The major problem regarding PoD is that customers may default and decide to reject them after the business has expended time and resources to deliver the goods With deposits, online marketplaces may default, deliver defective goods or late deliveries of goods ordered by customers. Both situations leave the either party at a huge disadvantage
How smart contracts can solve this problem
Now, with the use of Ethereum platform, escrow functions can be easily written and implemented while still being decentralized and trustless. This way both parties are confident they will not be cheated during the exchange.
For example, an e-commerce transaction may go like this:
The seller and buyer can both confirm and agree to the terms of the trade, as already placed in a smart contract and deployed into the Ethereum platform by the seller. The buyer places funds into the smart contract with one click, thereby providing proof of funds and allowing for a much easier trade. Once goods/product(s) have been delivered, the buyer successfully confirms receipt and releases the escrow, thereby completing the trade.

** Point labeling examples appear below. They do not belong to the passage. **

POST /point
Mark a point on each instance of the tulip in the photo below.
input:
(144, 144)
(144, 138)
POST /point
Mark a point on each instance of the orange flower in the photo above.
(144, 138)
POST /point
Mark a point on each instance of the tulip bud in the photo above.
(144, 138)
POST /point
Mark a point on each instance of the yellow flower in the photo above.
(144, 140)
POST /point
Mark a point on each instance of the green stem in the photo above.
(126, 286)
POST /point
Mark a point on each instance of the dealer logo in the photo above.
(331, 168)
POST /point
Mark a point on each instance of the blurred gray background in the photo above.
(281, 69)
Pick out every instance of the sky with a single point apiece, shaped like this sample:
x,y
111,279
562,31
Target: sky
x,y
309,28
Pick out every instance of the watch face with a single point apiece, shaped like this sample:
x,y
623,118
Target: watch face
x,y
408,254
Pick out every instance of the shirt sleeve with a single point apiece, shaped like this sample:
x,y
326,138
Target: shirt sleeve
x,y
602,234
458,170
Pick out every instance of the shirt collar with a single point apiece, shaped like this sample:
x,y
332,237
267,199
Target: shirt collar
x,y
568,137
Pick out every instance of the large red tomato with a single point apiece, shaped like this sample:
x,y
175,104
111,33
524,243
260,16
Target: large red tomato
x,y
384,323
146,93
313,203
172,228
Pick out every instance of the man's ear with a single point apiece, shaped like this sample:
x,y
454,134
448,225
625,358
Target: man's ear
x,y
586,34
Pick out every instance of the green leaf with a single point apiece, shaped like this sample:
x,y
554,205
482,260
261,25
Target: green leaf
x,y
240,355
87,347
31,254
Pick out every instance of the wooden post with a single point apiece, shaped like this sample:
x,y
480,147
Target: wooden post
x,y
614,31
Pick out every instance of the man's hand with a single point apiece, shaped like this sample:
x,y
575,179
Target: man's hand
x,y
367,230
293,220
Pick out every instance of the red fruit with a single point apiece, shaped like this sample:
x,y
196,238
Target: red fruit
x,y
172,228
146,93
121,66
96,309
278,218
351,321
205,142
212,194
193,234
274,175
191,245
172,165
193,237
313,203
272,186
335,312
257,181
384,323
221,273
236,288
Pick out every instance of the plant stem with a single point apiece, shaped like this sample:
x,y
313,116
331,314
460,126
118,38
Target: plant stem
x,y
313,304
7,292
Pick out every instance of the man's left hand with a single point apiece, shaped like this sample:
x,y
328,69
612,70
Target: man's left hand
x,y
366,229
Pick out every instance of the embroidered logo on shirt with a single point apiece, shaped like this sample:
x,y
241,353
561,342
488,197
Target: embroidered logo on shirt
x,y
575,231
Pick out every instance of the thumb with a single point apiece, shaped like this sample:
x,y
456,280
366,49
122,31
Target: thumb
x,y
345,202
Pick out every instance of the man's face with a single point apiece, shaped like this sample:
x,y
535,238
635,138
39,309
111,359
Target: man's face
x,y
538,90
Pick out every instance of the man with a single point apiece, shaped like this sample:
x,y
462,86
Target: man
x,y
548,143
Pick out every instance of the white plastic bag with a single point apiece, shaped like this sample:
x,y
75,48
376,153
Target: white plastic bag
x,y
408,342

It will be of course much more complex than this model, but this represents a simple representation of the potential of such a system.
What are the use cases?
There are lots of possibilities regarding the simple model of smart contracts replacing any need for trusted third parties. Online trade and transactions will only get bigger in Nigeria, and it means the issue of security for both parties will always be paramount. A situation where smart contracts can easily be deployed to cover as many situations as possible will be a big win for the growth of the Nigerian tech ecosystem. Some notable use cases include
- Online orders and demand for services
- Contracts of different types including employment contracts, tenancy agreements etc.
- Online retail
- Freelance agreements
- Cross border transactions
- Tokenized commerce
Trust will always be a big issue with online shopping in Nigeria, so online platforms can provide an escrow safety net that ensures purchases made on their websites are protected, while customers can ensure that the right products are delivered to them in due time based on the terms in the smart contract.
What are the challenges?
Ecommerce in Nigeria is still fraught with so many challenges, even apart from settlement and disputes. Also, the idea of Defis and decentralized apps and smart contracts is still very much in its infancy in Nigeria and even the continent as a whole.
It is not even merely the problem of finding use cases for these type of decentralized apps, but the information gap, suspicions and general apathy among Africans regarding anything crypto related. This is even more exacerbated by the endless moves by regulators to cast cryptocurrencies in a negative light and paint it as illegal, invisible money.
Jude Dike, founder of startup investment platform Getequity, notes to Benjamindad.com that the major challenges to smart contract adoption in Nigeria are issues surrounding scalability, existing technology, gas fees and exchange rates due to the sharp fall of the naira.
Existing technology and infrastructure will be a major challenge to widespread adoption, he notes. Gas fees which is the amount to required to conduct a transaction on the Ethereum blockchain will be a major problem, as the charges will go up with larger transaction volume. Who will shoulder these costs? The gas fees also give rise to issues of exchange rates, consumers are unlikely to want to shoulder these blockchain costs, especially since they are going to be paying with Naira.
The successful implementation of Defi systems in Nigeria would rest majorly on how innovative thinkers and builders solve these challenges, and a major shift of consumer habits and Nigeria to a cashless society. The latter may be a more foreseeable reality, as consumer shifts take very long to happen.